Yamko began taking their trucks to local shows about two years ago and have seen great success. At each event, they try to raise the level of competition by doing more to their trucks. Yamko has a third truck that they take to many of the shows, with a sleeper, driven by Armando Burgua, that is usually hooked to a matching, custom-painted container chassis complete with murals on the sides of the rails. Sarah, at 84 years old, loves going to the shows – especially the one in Las Vegas – and loves to walk around and grab all the free giveaways from the vendors. We are hoping that we can convince Frank to allow some of his trucks to travel to the show in Louisville, KY this March and compete. California trucks are always a huge hit at that show!
We took our pictures of the Yamko trucks down in the port, near a container terminal, where these trucks spend most of their time. While doing a little research about the port for this article, we realized that the Port of Long Beach was about to celebrate its 100th anniversary. The Port of Long Beach, a wild dream scratched out of 800 acres of mud flats at the mouth of the Los Angeles River, was founded on June 24, 1911. In the ten decades since then, the port has expanded to include more than 7,600 acres of wharves, cargo terminals, roadways, rail yards and shipping channels. Today, the Port of Long Beach is the second busiest seaport in the United States, and, when combined with its neighbor, the Port of Los Angeles (the busiest seaport in the United States), it is the fifth largest shipping complex in the world.
The Port of Long Beach provides shipping terminals for nearly one-third of the waterborne freight moving through the West Coast, and handles more than $160 billion worth of goods annually. The port is also a huge economic engine, supporting 30,000 jobs in Long Beach, 316,000 jobs throughout Southern California and 1.4 million jobs across the country. Recent reports are indicating that container shipments that passed through the Port of Long Beach in 2010 rose by 24%, the largest gain since 1971, and the overall container volume increased by 1.2 million units. Maybe this lousy economy is finally starting to show signs of improvement!

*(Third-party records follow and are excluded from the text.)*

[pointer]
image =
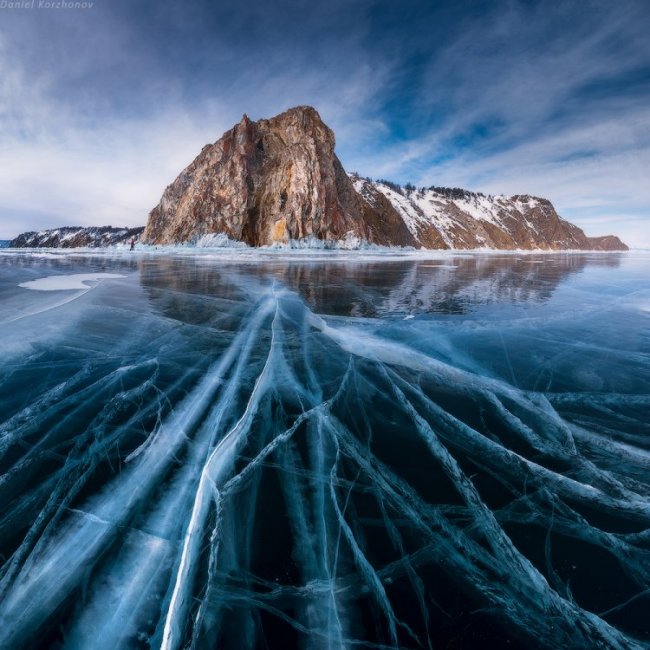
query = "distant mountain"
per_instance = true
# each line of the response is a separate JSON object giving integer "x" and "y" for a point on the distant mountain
{"x": 277, "y": 181}
{"x": 77, "y": 237}
{"x": 439, "y": 217}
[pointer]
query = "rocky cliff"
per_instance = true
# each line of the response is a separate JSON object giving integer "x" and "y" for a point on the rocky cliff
{"x": 277, "y": 181}
{"x": 454, "y": 218}
{"x": 76, "y": 237}
{"x": 272, "y": 181}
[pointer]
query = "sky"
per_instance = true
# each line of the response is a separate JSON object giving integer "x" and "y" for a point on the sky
{"x": 101, "y": 107}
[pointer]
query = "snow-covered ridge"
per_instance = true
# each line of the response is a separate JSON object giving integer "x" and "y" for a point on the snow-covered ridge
{"x": 76, "y": 237}
{"x": 455, "y": 218}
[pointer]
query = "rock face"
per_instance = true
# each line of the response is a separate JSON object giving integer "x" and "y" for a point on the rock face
{"x": 76, "y": 237}
{"x": 272, "y": 181}
{"x": 278, "y": 181}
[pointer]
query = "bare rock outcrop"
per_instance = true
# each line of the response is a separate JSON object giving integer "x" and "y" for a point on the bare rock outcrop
{"x": 278, "y": 180}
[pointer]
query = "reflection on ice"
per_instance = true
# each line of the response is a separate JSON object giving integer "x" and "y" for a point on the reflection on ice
{"x": 235, "y": 458}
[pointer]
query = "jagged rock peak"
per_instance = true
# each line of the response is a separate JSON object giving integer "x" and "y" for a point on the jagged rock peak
{"x": 277, "y": 180}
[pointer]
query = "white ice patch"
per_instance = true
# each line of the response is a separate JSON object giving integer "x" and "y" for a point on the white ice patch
{"x": 76, "y": 282}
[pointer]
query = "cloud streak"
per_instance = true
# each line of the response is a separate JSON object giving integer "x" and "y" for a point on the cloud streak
{"x": 99, "y": 110}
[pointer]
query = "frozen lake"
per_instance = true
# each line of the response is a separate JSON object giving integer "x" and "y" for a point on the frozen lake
{"x": 241, "y": 450}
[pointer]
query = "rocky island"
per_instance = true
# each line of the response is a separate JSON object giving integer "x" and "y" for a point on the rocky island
{"x": 278, "y": 181}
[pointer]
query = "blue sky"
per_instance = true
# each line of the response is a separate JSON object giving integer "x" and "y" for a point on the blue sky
{"x": 100, "y": 108}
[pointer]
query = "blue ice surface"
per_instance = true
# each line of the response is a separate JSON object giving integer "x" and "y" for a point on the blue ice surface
{"x": 328, "y": 450}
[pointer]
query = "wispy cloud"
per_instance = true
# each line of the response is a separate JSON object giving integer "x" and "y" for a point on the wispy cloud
{"x": 100, "y": 110}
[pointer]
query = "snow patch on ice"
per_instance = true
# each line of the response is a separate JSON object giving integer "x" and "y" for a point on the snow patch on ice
{"x": 77, "y": 281}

Port haulers are forced to deal with many challenges that most “normal” truckers do not have to face, and many have not been able to survive the suffocating regulations imposed on them – especially the smaller companies. Frank has no plans to make the company any larger, and he, like most port haulers, are just waiting to see what the future holds for their industry. But in the meantime, Yamko Truck Lines continues to press on, helping to build a better reputation for all of the port haulers out there who are “hauling for the world” like themselves.